Magnetoresistance is the tendency of a material (often ferromagnetic) to change the value of its electrical resistance in an externally-applied magnetic field. There are a variety of effects that can be called magnetoresistance. Some occur in bulk non-magnetic metals and semiconductors, such as geometrical magnetoresistance, Shubnikov–de Haas oscillations, or the common positive magnetoresistance in metals. Other effects occur in magnetic metals, such as negative magnetoresistance in ferromagnets or anisotropic magnetoresistance (AMR). Finally, in multicomponent or multilayer systems (e.g. magnetic tunnel junctions), giant magnetoresistance (GMR), tunnel magnetoresistance (TMR), colossal magnetoresistance (CMR), and extraordinary magnetoresistance (EMR) can be observed.

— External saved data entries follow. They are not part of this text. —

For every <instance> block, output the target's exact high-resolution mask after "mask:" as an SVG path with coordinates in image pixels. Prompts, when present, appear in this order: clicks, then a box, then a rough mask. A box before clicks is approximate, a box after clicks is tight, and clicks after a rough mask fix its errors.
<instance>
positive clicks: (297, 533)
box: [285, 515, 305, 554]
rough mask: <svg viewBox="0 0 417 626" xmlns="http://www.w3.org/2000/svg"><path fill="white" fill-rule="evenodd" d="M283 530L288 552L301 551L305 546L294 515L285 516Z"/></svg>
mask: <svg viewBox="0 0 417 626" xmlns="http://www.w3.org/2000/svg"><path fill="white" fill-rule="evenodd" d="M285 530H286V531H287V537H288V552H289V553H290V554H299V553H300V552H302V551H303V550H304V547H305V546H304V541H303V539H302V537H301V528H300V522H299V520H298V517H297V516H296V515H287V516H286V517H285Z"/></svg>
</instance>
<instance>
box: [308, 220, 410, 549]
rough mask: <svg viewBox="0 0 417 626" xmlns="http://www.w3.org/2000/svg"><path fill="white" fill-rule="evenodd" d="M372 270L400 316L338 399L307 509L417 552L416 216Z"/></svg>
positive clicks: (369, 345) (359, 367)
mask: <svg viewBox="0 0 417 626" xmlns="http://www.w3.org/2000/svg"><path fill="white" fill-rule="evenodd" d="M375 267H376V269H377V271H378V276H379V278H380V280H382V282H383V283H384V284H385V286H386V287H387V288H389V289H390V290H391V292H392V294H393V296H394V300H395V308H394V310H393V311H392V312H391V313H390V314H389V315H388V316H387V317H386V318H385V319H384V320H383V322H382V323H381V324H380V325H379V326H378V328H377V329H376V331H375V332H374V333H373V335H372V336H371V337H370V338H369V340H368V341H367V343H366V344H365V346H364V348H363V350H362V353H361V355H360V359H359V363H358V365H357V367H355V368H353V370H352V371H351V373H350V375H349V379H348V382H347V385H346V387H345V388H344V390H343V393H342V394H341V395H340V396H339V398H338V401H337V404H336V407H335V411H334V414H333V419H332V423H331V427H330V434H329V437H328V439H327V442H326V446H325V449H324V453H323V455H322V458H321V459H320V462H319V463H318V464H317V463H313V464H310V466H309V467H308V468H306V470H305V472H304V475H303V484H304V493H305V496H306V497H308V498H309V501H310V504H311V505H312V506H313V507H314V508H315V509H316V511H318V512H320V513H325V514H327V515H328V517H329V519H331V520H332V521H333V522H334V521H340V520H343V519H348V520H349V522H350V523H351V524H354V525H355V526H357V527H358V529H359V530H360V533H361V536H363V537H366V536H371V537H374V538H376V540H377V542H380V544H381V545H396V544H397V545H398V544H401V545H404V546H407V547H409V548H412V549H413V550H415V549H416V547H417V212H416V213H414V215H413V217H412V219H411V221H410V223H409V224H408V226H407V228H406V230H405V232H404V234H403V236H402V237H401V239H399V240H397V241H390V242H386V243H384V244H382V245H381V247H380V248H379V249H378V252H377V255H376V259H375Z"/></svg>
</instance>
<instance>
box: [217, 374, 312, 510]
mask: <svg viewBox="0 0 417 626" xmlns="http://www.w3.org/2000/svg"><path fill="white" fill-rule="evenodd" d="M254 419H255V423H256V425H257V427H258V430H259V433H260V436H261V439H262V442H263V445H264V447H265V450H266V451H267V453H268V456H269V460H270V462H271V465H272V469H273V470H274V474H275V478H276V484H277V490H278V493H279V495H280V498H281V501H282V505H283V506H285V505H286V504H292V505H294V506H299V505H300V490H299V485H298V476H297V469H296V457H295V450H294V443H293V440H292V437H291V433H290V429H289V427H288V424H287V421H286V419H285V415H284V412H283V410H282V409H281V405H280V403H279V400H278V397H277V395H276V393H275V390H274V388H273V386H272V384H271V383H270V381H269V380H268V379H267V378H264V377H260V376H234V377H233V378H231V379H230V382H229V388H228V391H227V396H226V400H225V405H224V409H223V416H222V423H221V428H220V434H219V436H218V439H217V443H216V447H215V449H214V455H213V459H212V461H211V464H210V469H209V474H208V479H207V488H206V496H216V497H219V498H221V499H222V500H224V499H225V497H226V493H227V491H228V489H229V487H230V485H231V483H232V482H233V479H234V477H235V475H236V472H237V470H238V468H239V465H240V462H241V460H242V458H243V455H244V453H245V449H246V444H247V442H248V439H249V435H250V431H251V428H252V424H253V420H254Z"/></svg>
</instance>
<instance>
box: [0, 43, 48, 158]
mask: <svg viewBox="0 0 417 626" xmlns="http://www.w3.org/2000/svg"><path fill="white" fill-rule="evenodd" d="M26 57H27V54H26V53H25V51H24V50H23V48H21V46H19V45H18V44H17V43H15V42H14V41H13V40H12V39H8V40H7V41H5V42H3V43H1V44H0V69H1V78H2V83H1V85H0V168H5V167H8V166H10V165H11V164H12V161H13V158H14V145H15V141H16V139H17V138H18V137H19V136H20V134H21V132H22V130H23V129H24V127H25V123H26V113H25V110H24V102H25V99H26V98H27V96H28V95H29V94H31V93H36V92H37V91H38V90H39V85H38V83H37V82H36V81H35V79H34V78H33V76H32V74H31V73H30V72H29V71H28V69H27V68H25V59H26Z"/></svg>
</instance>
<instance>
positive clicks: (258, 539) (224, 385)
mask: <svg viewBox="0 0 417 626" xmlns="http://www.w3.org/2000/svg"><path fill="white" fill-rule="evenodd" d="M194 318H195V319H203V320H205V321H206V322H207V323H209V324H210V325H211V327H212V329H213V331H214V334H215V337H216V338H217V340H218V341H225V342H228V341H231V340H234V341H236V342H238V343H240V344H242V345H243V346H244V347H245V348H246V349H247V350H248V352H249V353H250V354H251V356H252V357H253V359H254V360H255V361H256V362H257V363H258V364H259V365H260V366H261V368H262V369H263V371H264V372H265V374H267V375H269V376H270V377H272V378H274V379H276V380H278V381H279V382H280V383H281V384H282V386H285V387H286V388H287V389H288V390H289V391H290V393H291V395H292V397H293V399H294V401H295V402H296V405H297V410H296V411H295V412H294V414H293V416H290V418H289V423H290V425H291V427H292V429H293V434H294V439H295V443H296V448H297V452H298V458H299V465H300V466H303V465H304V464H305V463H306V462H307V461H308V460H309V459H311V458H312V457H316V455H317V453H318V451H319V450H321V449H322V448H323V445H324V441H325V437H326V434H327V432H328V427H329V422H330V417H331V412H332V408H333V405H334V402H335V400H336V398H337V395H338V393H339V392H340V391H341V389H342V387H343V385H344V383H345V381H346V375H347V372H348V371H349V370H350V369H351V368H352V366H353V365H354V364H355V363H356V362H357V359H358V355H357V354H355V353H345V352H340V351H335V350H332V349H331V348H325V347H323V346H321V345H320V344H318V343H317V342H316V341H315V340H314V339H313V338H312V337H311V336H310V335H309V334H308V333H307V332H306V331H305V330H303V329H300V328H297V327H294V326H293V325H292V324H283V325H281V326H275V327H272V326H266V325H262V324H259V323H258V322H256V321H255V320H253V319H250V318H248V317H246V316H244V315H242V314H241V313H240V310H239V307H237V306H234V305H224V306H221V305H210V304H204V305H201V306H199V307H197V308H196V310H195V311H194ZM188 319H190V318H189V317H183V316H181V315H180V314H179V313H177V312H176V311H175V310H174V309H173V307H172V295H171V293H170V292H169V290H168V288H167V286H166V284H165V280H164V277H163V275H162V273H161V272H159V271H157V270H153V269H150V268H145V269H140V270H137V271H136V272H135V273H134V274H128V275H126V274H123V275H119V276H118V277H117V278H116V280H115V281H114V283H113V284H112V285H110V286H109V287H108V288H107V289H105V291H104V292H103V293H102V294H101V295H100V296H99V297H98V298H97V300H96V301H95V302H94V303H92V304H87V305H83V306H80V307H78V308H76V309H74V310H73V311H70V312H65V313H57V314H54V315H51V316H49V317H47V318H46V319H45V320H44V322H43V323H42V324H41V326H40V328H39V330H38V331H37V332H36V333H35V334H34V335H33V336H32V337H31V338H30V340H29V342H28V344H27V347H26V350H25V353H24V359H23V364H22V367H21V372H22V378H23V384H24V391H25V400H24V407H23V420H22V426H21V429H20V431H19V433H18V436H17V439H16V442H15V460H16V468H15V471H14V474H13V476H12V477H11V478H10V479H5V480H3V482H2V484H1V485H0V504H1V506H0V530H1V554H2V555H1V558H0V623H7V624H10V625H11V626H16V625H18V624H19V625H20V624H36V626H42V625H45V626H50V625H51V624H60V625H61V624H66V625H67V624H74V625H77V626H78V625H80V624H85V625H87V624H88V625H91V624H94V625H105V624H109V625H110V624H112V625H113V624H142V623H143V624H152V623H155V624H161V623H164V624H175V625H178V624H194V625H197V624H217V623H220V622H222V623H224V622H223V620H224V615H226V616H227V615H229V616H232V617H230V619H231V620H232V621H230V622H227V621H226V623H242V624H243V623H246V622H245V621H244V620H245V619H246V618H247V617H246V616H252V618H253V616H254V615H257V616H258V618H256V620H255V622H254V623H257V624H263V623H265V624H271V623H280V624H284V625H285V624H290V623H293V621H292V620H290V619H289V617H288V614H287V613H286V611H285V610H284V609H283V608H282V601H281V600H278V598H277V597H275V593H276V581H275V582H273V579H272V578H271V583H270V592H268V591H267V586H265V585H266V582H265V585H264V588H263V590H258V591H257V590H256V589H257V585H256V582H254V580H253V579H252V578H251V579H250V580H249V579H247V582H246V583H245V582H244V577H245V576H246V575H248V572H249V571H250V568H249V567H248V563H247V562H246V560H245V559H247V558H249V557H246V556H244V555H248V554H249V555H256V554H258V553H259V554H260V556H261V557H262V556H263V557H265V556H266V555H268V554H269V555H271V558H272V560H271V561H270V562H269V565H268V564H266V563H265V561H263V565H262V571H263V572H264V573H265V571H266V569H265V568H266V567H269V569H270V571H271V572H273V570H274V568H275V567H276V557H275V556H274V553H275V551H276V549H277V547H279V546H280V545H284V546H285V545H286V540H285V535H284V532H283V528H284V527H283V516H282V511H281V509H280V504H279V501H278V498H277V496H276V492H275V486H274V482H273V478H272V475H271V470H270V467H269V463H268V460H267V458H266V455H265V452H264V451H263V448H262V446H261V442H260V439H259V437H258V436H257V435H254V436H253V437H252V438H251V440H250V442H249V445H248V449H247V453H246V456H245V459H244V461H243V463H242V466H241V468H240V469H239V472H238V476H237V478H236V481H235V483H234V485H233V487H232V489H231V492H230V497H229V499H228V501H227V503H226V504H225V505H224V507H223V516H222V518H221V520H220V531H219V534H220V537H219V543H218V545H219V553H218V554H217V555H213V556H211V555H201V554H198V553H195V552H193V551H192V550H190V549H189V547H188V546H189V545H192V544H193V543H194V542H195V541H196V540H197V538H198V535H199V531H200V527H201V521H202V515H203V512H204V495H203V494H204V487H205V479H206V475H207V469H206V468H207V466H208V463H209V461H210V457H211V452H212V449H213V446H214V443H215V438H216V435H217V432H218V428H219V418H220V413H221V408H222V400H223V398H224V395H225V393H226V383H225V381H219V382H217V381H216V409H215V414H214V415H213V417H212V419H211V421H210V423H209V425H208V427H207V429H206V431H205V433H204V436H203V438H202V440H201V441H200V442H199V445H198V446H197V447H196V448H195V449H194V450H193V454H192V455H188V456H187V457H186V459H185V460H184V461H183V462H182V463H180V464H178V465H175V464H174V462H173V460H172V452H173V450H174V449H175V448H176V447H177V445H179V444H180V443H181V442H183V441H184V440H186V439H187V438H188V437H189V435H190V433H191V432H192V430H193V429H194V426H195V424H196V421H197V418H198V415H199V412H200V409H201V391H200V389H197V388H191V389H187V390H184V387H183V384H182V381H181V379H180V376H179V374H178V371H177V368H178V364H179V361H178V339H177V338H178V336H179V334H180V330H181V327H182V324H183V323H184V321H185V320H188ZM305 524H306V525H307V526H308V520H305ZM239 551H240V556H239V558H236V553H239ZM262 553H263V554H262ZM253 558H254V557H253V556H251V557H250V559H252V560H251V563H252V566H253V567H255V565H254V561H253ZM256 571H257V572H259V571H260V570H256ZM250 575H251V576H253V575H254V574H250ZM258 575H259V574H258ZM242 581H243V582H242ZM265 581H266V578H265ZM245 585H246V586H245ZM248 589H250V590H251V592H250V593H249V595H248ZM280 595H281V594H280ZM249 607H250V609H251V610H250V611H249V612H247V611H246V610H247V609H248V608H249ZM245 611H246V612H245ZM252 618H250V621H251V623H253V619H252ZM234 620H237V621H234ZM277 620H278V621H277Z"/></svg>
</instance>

The first magnetoresistive effect was discovered in 1856 by William Thomson, better known as Lord Kelvin, but he was unable to lower the electrical resistance of anything by more than 5%. Today, systems including semimetals and concentric ring EMR structures are known. In these, a magnetic field can adjust the resistance by orders of magnitude. Since different mechanisms can alter the resistance, it is useful to separately consider situations where it depends on a magnetic field directly (e.g. geometric magnetoresistance and multiband magnetoresistance) and those where it does so indirectly through magnetization (e.g. AMR and TMR).

William Thomson (Lord Kelvin) first discovered ordinary magnetoresistance in 1856. He experimented with pieces of iron and discovered that the resistance increases when the current is in the same direction as the magnetic force and decreases when the current is at 90° to the magnetic force. He then did the same experiment with nickel and found that it was affected in the same way but the magnitude of the effect was greater. This effect is referred to as anisotropic magnetoresistance (AMR).

In 2007, Albert Fert and Peter Grünberg were jointly awarded the Nobel Prize for the discovery of giant magnetoresistance.

An example of magnetoresistance due to direct action of magnetic field on electric current can be studied on a Corbino disc (see Figure). It consists of a conducting annulus with perfectly conducting rims. Without a magnetic field, the battery drives a radial current between the rims. When a magnetic field perpendicular to the plane of the annulus is applied, (either into or out of the page) a circular component of current flows as well, due to Lorentz force. Initial interest in this problem began with Boltzmann in 1886, and independently was re-examined by Corbino in 1911.

In a simple model, supposing the response to the Lorentz force is the same as for an electric field, the carrier velocity v is given by: $${\displaystyle \mathbf {v} =\mu \left(\mathbf {E} +\mathbf {v\times B} \right),}$$ where μ is the carrier mobility. Solving for the velocity, we find:

$${\displaystyle {\begin{aligned}\mathbf {v} &={\frac {\mu }{1+(\mu B)^{2}}}\left(\mathbf {E} +\mu \mathbf {E\times B} +\mu ^{2}(\mathbf {B\cdot E} )\mathbf {B} \right)\\&={\frac {\mu }{1+(\mu B)^{2}}}\left(\mathbf {E} _{\perp }+\mu \mathbf {E\times B} \right)+\mu \mathbf {E} _{\parallel }\,\end{aligned}}}$$

where the effective reduction in mobility due to the B-field (for motion perpendicular to this field) is apparent. Electric current (proportional to the radial component of velocity) will decrease with increasing magnetic field and hence the resistance of the device will increase. Critically, this magnetoresistive scenario depends sensitively on the device geometry and current lines and it does not rely on magnetic materials.